I’ve also come across an Irish attribution from the American Magazine, 1910 (maybe the Irish have big sticks too?):
“In a happy moment some years ago, Mr. Roosevelt quoted the old Irish saying,"Speak softly and carry a big stick." The press was delighted. The"big stick" part sounded picturesque. So the"speak softly" part of the sentence was promptly amputated, and for seven years the big stick was waved on the front page, on the editorial page, in the sporting section and the Sunday editions.
And in 1917, in “Muncy’s Magazine,” Lawrence Abbot expanded on the Irishness of the phrase, by implication:
“Early in his Presidential career he uttered one of those epigrammatic phrases for which he has become famous." Speak softly, but carry a big stick," he said. The"big stick" half of this phrase caught the public fancy, and many people, forgetting that he put speaking softly first, have pictured him as a sort of glorified Irishman carrying a shillalah in a universal Donnybrook Fair, joyously hitting every head he saw.”
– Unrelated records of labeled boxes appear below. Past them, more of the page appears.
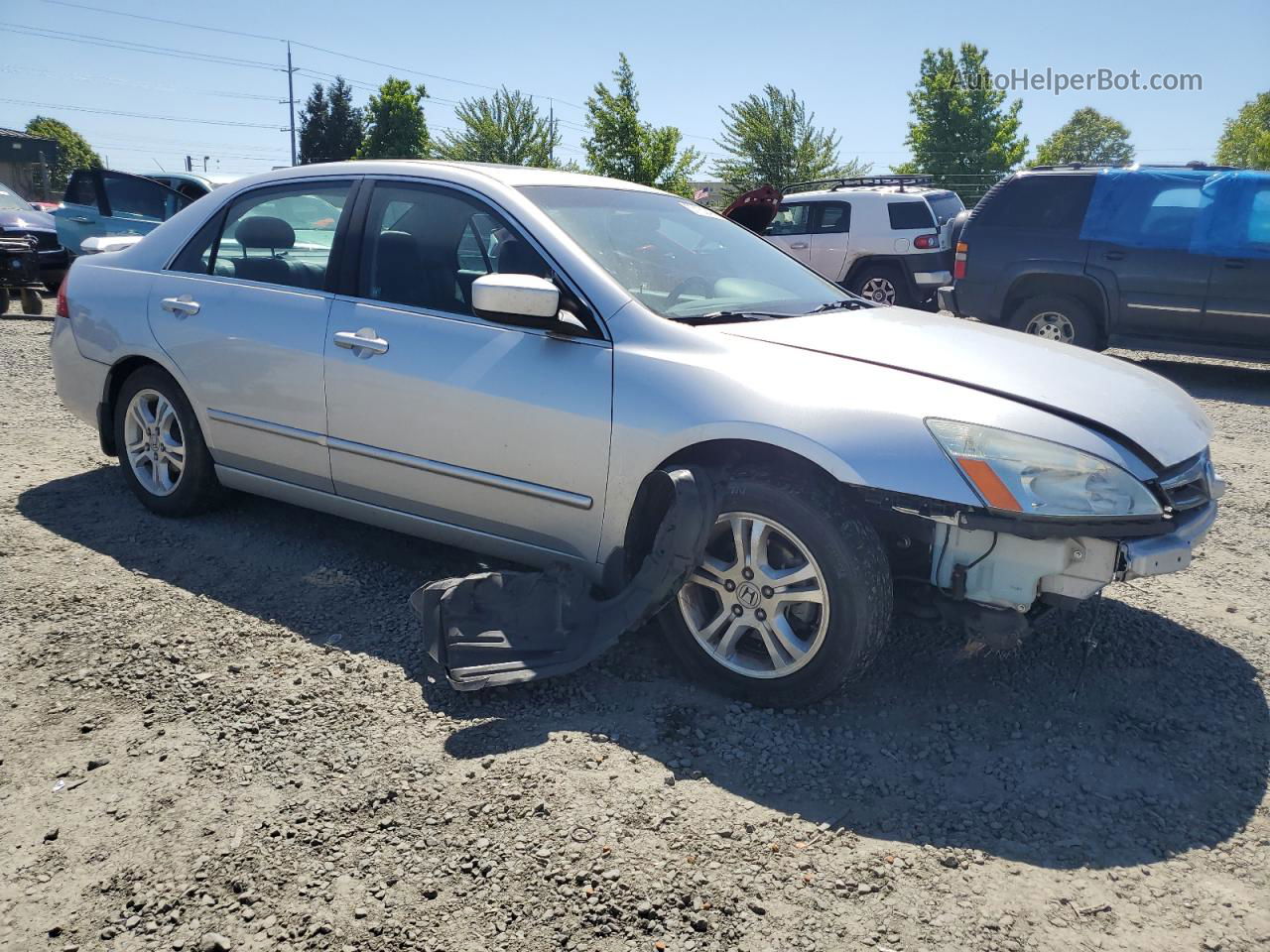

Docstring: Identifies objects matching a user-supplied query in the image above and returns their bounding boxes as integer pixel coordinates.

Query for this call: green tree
[895,44,1028,204]
[437,86,560,168]
[27,115,101,191]
[1036,107,1133,165]
[713,85,870,193]
[326,76,363,163]
[300,82,330,165]
[1216,92,1270,169]
[581,54,704,198]
[357,76,432,159]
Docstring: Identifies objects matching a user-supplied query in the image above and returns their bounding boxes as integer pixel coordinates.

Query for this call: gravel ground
[0,298,1270,952]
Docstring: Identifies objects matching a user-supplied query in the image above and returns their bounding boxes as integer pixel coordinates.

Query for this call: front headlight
[926,418,1162,517]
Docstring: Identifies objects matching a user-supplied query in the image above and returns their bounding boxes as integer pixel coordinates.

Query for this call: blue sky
[0,0,1270,177]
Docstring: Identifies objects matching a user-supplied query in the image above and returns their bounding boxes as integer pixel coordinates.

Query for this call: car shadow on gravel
[18,466,1270,869]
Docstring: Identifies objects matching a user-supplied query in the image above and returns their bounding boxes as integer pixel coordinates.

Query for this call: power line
[0,98,278,130]
[0,22,285,72]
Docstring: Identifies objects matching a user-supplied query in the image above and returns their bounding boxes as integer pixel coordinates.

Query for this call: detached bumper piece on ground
[0,236,45,314]
[410,468,718,690]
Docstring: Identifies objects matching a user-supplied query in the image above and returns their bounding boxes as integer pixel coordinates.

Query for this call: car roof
[238,159,666,194]
[785,185,952,203]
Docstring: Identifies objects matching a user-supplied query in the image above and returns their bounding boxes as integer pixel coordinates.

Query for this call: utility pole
[287,40,296,165]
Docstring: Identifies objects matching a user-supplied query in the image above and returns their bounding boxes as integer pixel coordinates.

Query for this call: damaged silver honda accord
[52,162,1221,704]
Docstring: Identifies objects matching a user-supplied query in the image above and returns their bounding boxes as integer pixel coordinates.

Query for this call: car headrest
[234,214,296,250]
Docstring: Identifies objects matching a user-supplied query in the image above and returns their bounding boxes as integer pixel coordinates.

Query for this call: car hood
[718,307,1212,468]
[0,208,58,231]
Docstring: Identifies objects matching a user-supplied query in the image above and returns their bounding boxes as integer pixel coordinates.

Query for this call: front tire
[1010,295,1103,350]
[658,471,893,707]
[114,367,223,517]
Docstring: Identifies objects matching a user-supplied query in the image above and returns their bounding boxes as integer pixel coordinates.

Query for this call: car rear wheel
[114,367,223,517]
[1010,296,1102,350]
[851,266,912,307]
[659,472,892,707]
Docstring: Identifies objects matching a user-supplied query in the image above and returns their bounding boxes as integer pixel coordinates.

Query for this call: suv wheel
[1010,296,1102,350]
[114,367,223,516]
[659,472,892,707]
[851,266,911,307]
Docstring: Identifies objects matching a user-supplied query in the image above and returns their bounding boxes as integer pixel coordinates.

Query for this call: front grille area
[0,228,61,251]
[1160,449,1212,512]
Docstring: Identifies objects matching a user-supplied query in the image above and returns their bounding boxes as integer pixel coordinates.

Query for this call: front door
[763,202,812,264]
[808,202,851,281]
[1204,177,1270,350]
[326,180,612,561]
[150,178,352,491]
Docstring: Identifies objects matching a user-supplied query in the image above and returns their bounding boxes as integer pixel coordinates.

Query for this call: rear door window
[816,202,851,235]
[763,202,812,237]
[886,198,935,231]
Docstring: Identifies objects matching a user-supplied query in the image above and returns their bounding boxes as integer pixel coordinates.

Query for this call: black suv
[939,163,1270,359]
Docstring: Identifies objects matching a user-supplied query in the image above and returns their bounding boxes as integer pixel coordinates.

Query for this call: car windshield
[510,185,843,320]
[0,185,36,212]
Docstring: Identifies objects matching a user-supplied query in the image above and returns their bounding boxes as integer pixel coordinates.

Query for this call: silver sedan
[52,162,1221,704]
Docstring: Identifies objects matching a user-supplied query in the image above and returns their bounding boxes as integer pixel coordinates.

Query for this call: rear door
[808,202,851,281]
[763,202,813,264]
[1087,173,1212,340]
[1204,178,1270,350]
[149,178,353,491]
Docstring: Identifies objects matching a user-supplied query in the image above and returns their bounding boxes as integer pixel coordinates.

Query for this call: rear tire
[114,366,225,517]
[658,471,893,707]
[1008,295,1106,350]
[851,264,913,307]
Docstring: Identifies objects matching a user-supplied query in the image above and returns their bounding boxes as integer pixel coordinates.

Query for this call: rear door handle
[160,295,200,317]
[331,327,389,357]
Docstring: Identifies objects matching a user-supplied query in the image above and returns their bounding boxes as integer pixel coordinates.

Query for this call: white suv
[724,176,965,305]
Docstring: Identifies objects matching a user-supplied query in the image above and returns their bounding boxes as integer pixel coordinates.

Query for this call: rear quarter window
[886,198,935,231]
[972,176,1093,232]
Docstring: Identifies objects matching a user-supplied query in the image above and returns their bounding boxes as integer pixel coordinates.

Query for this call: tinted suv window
[974,176,1093,231]
[816,202,851,235]
[172,181,349,291]
[358,182,552,314]
[763,203,812,235]
[886,198,935,231]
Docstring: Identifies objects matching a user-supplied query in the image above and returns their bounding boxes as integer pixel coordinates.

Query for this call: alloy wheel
[679,513,829,678]
[123,390,186,496]
[860,278,895,304]
[1024,311,1076,344]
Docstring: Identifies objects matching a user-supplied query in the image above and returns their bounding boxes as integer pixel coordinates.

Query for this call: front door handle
[331,327,389,357]
[162,295,200,317]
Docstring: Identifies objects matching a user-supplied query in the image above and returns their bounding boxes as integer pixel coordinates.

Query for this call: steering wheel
[663,274,713,311]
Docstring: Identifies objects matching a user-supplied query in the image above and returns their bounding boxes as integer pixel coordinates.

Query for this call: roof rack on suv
[785,176,935,194]
[1028,162,1234,172]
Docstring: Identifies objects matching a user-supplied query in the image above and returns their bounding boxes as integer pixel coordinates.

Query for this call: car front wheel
[114,367,223,516]
[661,472,892,707]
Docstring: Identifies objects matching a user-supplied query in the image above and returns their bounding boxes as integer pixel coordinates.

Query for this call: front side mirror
[472,274,560,326]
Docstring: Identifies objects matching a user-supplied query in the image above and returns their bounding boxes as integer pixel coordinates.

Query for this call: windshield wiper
[808,298,872,313]
[671,311,794,323]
Of course, no one has ever found any source from which Roosevelt might have taken the proverb; you'd think, if it was such a hoary old saw, we'd have some kind of record of its having been used before Roosevelt, and (as far as I can tell), we don't. I strongly suspect he just made the thing up, which makes his initial decision to attribute it to a"West African" proverb and his subsequent decision to retract the attribution all the more interesting.